Una soledad acompañada
José ALonso Morales
Soy hijo
único. Cuando, hace ya bastante tiempo un veintidós de Diciembre, hice el voto
de celibato era consciente de los riesgos que para mí tenía iniciar un camino
desenganchado de una familia de carne y sangre. Mi círculo hogareño se reducía
a mis padres, que por ley de vida, morirían antes que yo. Eso me aterraba y fue
uno de los elementos que en mis decisiones estuvo siempre como la espada de Damocles. La
soledad me asechaba siempre en el horizonte. En esa época, en la ceremonia de
la ordenación había un momento emocionante y fuerte en que el obispo
celebrante, sentado y nosotros de pie, revestidos de blanco con el alba, oíamos sus palabras tajantes. Después de
explicar todo lo que significaba el compromiso que íbamos a asumir nos decía: “Si
estáis dispuestos a esto, dad un paso hacia delante” Como cinco
autómatas (éramos cinco) avanzamos y así
di el paso más decisivo de mi vida. Inmediatamente nos postramos en el suelo, boca
abajo, mientras toda la comunidad reunida en la nave de la iglesia cantaba las
letanías de los santos implorando fuerza para nuestra decisión tomada. Ahí
pasaron por mi mente las muchas sorpresas que me podría dar la vida ya que no sabía los caminos que se abrirían ante mis pies después que este primer paso había inaugurado su inicio a mis
veintitrés años. Ahora, desde el borde de mi existencia, empato con aquel
momento y miro para atrás el itinerario que se inició aquella mañana.

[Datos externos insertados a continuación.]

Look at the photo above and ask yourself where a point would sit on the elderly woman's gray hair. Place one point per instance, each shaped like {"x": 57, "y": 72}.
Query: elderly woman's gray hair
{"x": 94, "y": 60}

El no
tener una directa familia de sangre me he situado en la vida un tanto a la
intemperie, pero ese desierto que me ha rodeado se ha poblado de luz y de
flores. Siempre he tenido claro que he renunciado a ciertas dimensiones del
amor y relación pero no al cariño, a la ternura y a la relación humana. Mi vida ha ido pasando
por muchos momentos variados y diversos; lugares, personas, problemas,
desfiladeros, caminos serenos, subida de montañas pero nunca me he sentido
solo. He ha acompañado la ración de soledad que a todo ser humano le
corresponde y que le es necesaria para su propia construcción, pero jamás me ha
mordido la serpiente de la soledad malévola y aplastante.